Fortunately, the one owner limited liability company does not need to file any special tax return (other than the two-page Schedule C form that goes with the proprietor's individual tax return).
Payments to Partners in Multiple Member Limited Liability Companies
In the case of a multiple member limited liability company, the LLC is typically treated as a partnership for tax accounting purposes. And this means that partnership accounting rules apply.
Amounts paid to partners for their work (like a salary) are called guaranteed payments and should be categorized using an expense category or expense account that uses a label such as "guaranteed payments." These guaranteed payments actually are deducted as business expenses on the partnership's tax return.

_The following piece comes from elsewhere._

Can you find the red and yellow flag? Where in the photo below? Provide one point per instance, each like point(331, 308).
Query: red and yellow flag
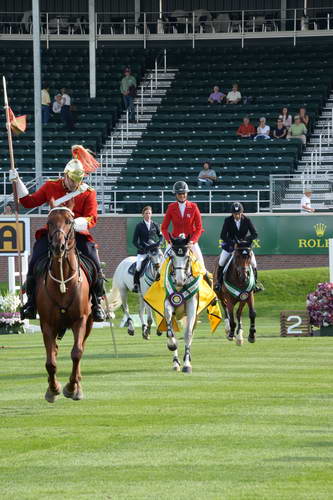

Amounts paid to members after paying the guaranteed payments are accounted for as partner draws. As noted earlier in the discussion of how to treat owner draws in the case of a single member LLC, both QuickBooks and Microsoft's Small Business Accounting provide an "owner draws" account. (Sometimes the account will be called "partner draws," too, depending on how the accounting software is set up.)
The amounts paid to partners in an LLC treated as a partnership get reported on a K-1. The K-1 is included with the partnership's tax return. Each individual partner also gets a K-1 to show what he or she received.
Payments to Owners of LLCs Electing Corporation Status
One of the reasons that accountants and attorneys love the limited liability company option is because LLCs can elect to be treated (for tax purposes) as either a C corporation or as an S corporation. But when an LLC makes one of these elections--and it doesn't matter whether the LLC has a single owner or multiple owners--the rules for paying the owners get more complicated.